Ma quello è un consorzio sul quale più volte si sono posati gli occhi degli inquirenti, in particolare del prefetto di Reggio Emilia Antonella De Miro, che ha bloccato vari subappalti affidati alla ditta di proprietà dei fratelli Francesco e Raffaele Todaro, quest'ultimo genero del boss della 'ndrangheta Antonio Dragone, ucciso nel 2004 nella faida con la 'ndrina dei Grande-Aracri.
Proprio a Dragone, capobastone dell'omonima 'ndrina, si deve la creazione della locale dell'area modenese-piacentina, creata durante il soggiorno obbligatorio a Quattro Castella, vicino Reggio Emilia.
Per tale parentela (acquisita), Raffaele Todaro – che del consorzio è il procuratore – ha affermato di essere discriminato, anche se gli inquirenti raccontano una storia un po' diversa. «Siamo fortemente preoccupati che una ditta rappresentata dalla famiglia Todaro, originaria di Cutro in provincia di Crotone e che nel 2010 ha ricevuto le interdittive antimafia dal prefetto di Reggio Emilia, dal Tar e la scorsa settimana anche dal Consiglio di Stato, abbia potuto aggiudicarsi un appalto a Garda», spiegano i consiglieri d'opposizione al Corriere del Veneto. «Ci sono costruzioni dove girano milioni di euro in un momento di forte crisi, che ci sembrano molto sospette», evidenzia la capogruppo Anna Codognola, «Ci chiediamo da dove arrivino tutti quei soldi per costruire case lasciate poi vuote o sfitte e attività commerciali che sul lago sono dirette da tanti personaggi del Sud Italia.

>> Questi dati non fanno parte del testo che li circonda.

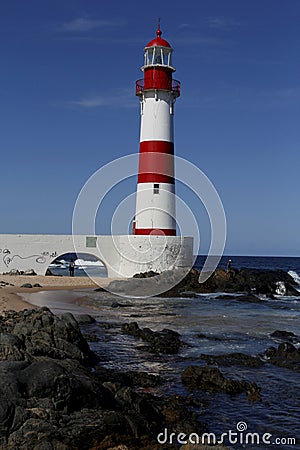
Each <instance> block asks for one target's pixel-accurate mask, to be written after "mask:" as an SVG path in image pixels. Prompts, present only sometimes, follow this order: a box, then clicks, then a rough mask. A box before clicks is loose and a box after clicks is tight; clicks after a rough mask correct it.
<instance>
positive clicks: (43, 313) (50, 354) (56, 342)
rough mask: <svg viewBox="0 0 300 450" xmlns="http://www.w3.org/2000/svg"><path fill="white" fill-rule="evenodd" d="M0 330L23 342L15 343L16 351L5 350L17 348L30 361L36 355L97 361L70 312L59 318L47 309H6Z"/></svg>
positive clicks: (60, 358) (81, 362)
mask: <svg viewBox="0 0 300 450" xmlns="http://www.w3.org/2000/svg"><path fill="white" fill-rule="evenodd" d="M0 333H12V336H14V339H16V338H18V339H19V341H20V342H21V344H20V345H19V344H18V345H17V344H16V343H15V348H14V350H13V349H12V348H11V350H7V349H6V350H5V351H9V352H12V353H13V352H17V350H18V351H20V352H21V354H22V358H23V359H25V360H28V361H31V360H32V359H33V358H35V357H36V356H48V357H52V358H57V359H65V358H70V359H76V360H78V361H80V362H81V363H82V364H87V365H88V364H93V363H94V362H95V360H96V355H95V354H94V353H93V352H91V350H90V349H89V346H88V344H87V342H86V341H85V339H84V338H83V336H82V334H81V331H80V329H79V326H78V323H77V322H76V320H75V318H74V317H73V316H72V314H70V313H68V314H63V315H62V318H59V317H57V316H55V315H54V314H53V313H52V312H51V311H50V310H49V309H48V308H40V309H37V310H34V309H33V310H25V311H20V312H13V311H7V312H4V314H3V315H2V317H1V318H0ZM19 341H18V342H19ZM15 342H17V341H15ZM11 346H12V343H11Z"/></svg>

Da nostre informazioni, un intero paese in provincia di Cosenza, Acri, sta per trasferirsi sul lago di Garda: per fare i turisti? Non crediamo proprio».
Dal Comune, intanto, spiegano che tutte le carte sono in regola. Quelle antimafia comprese. Al di là delle dichiarazioni – evidentemente poco al passo con le ultime inchieste giudiziarie e giornalistiche – dell'opposizione comunque, chiedersi come una ditta possa essere interdetta in Emilia e lavorare in Veneto, comunque, diventa una domanda a cui trovare risposta nel più breve tempo possibile.